On 04/02/15 01:02, Dan McGee wrote:
> On Tue, Feb 3, 2015 at 8:47 AM, David Macek <[email protected]> wrote:
>> Hi all.
>>
>> The issue is that pacman refuses to replace a file during package upgrade if 
>> the case of the file's name has changed between versions. The error 
>> displayed is this:
>>
>>> error: failed to commit transaction (conflicting files)
>>> example2: /path/to/file exists in filesystem
>>> Errors occurred, no packages were upgraded.
>>
>> I'm using pacman on Windows/NTFS (ported as part of the MSYS2 project). I'm 
>> not completely sure if the problem is in upstream pacman, or only in the 
>> ported one, but it's happened enough times to prompt me to ask you people. I 
>> don't fully understand _alpm_db_find_fileconflicts, but it seems that it 
>> can't discover that the conflicting file will be removed with the old 
>> version of the package before an actual conflict can occur.
>>
>> Would this be considered as a bug in pacman?
>>
>> For the whole log (not much longer) and example PKGBUILDs, look here: 
>> https://gist.github.com/elieux/8faaf423601d7ef01d0f
>>
>> Note that NTFS while is not case-sensitive by default, it is case-preserving.
> 
> This is a quick response without diving into the code, but from what I
> remember and can offer:
> 
> 1. If you could provide debug-level logs using `--debug`, that will
> make everything easier to troubleshoot. Your test case is very useful
> though, and can potentially even be turned into a pactest case later
> if this really wants to get solved.
> 2. "Does file exist" checks use either stat() or access(), which
> likely do the right thing with regards to case-sensitivity. However,
> pacman internally knows nothing about "are these two paths the same"
> characteristics of a particular filesystem. It simply uses strcmp() to
> see if they are identical.
> 3. There are a lot of assumptions related to #2 in the codebase, but
> in theory, we could look at a path, get filesystem info (statfs) for
> that path, and then decide if we should be case sensitive or
> insensitive when doing operations here.

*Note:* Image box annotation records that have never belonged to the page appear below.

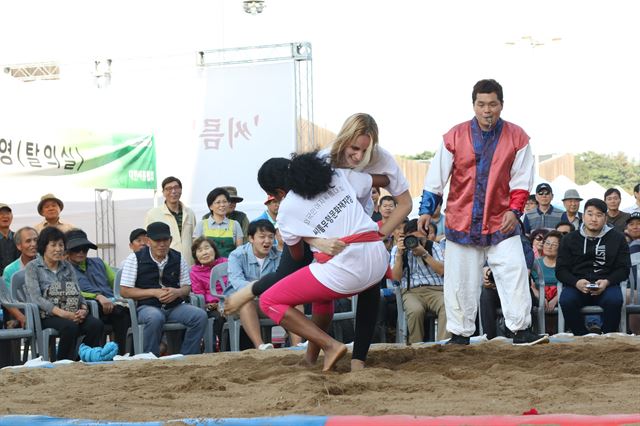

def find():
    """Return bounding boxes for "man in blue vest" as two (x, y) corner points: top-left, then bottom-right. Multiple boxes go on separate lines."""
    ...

(120, 222), (207, 356)
(65, 229), (131, 355)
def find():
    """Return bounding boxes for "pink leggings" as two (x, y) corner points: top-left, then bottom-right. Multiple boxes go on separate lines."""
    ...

(260, 266), (351, 324)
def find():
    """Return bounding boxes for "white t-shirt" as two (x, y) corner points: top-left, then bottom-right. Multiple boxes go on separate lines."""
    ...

(319, 145), (409, 216)
(278, 169), (389, 294)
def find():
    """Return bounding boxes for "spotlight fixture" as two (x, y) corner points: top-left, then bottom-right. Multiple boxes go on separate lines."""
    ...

(242, 0), (267, 15)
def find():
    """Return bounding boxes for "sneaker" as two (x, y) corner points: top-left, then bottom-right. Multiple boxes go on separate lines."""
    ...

(513, 328), (549, 346)
(445, 333), (470, 345)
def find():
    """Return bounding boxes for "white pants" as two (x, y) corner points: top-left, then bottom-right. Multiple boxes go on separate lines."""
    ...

(444, 235), (531, 336)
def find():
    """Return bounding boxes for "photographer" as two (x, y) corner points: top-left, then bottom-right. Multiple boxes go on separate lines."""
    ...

We already check all mountpoints when checking space requirements. I'm
sure we can assess the case-sensitivity of the filesystem then.

> 4. Given the scope of #3, I wouldn't so much call this a bug as an
> unimplemented feature.
> 5. It is awesome that you are using pacman in a non-Arch setting! I
> think Allan/Dave/Andrew/current maintainers would definitely accept
> patches for better support for MSYS in "upstream" pacman as long as
> they don't have a negative impact on Arch usage, and this would also
> save you the burden of maintaining a large patchset and merging
> upstream all the time.

Sure  - send through any patches.  Although from memory, not a lot
needed changed when I last looked at your pathset it was not that big.